More than 38,000 Marion County students were back in class Thursday -- but elementary students went home without homework.

The district this year enacted a "No homework" mandate.

Harbour View Elementary School teacher Kim Dally says last year she would send her fourth grade students home with about 20 minutes of homework.

This year, Dally isn't giving out any homework.

"Probably 1/4 of my class was disappointed that they didn't have homework, but I assured them that I'd still give them a list of learning activities that they could do," said Dally. 

The mandate from the school district ends traditional homework assignments.
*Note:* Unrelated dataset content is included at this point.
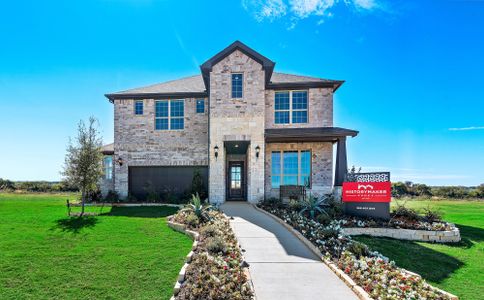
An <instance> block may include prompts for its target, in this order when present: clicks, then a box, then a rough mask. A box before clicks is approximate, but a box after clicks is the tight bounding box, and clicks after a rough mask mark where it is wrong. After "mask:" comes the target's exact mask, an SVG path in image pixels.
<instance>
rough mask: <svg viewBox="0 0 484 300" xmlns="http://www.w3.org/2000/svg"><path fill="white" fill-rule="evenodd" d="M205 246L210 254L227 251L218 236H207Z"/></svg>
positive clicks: (223, 244) (205, 247) (226, 252)
mask: <svg viewBox="0 0 484 300" xmlns="http://www.w3.org/2000/svg"><path fill="white" fill-rule="evenodd" d="M205 248H206V249H207V251H208V252H210V253H211V254H219V253H222V254H225V253H227V245H226V244H225V242H224V241H223V240H222V239H221V238H220V237H218V236H216V237H209V238H207V239H206V241H205Z"/></svg>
The district prefers students read with their parents for 20 minutes. 

"I’m actually kind of sad because if we did have homework, we get to learn the homework better," said student Kaydence Burnham. 

Principal Heather Guest say families were spending a lot of time on homework.

"I know there's still parents that want extra work for their students at night and I would be one of those parents as well, so we're still giving them learning opportunities at home,"​ said Guest. 

Guest says the learning opportunities are optional and no teacher will grade them.

The push against homework

Anchor Ybeth Bruzual interviewed Marion County Superintendent Dr. Heidi Maier on the decision to end daily homework for elementary school students. See that interview below.


Marion County's superintendent, Dr. Heidi Maier, based the decision on the research of a University of Tennessee professor who had done research on the effectiveness of homework.

"The traditional homework, the worksheets, the tedious assignments that we moms end up doing for our kids anyway, didn't end up making a difference in the child's learning," Maier said in an interview last week. "So what does make a difference is reading with your child, at least 20 minutes a night, and engaging together and making reading fun and a bonding experience."

"We still don't have people who understand the rationale," Maier added. "We're not saying we don't have high expectations, because districtwide our expectations are even higher for our teachers and our students now. But what we're doing is providing common sense ways to get to the high expectations."

Maier said the district also suspended many of the assessments they were doing to increase instructional time for the teachers. She says the district also reinstituted mandatory recess, before the state passed a mandate last June, and mandatory physical education.

"So we are going back to what makes sense for our kids," Maier said. "Our administration is making the best decisions for kids."

Middle school students can expect an hour to 90 minutes of homework, while homework in high school will vary.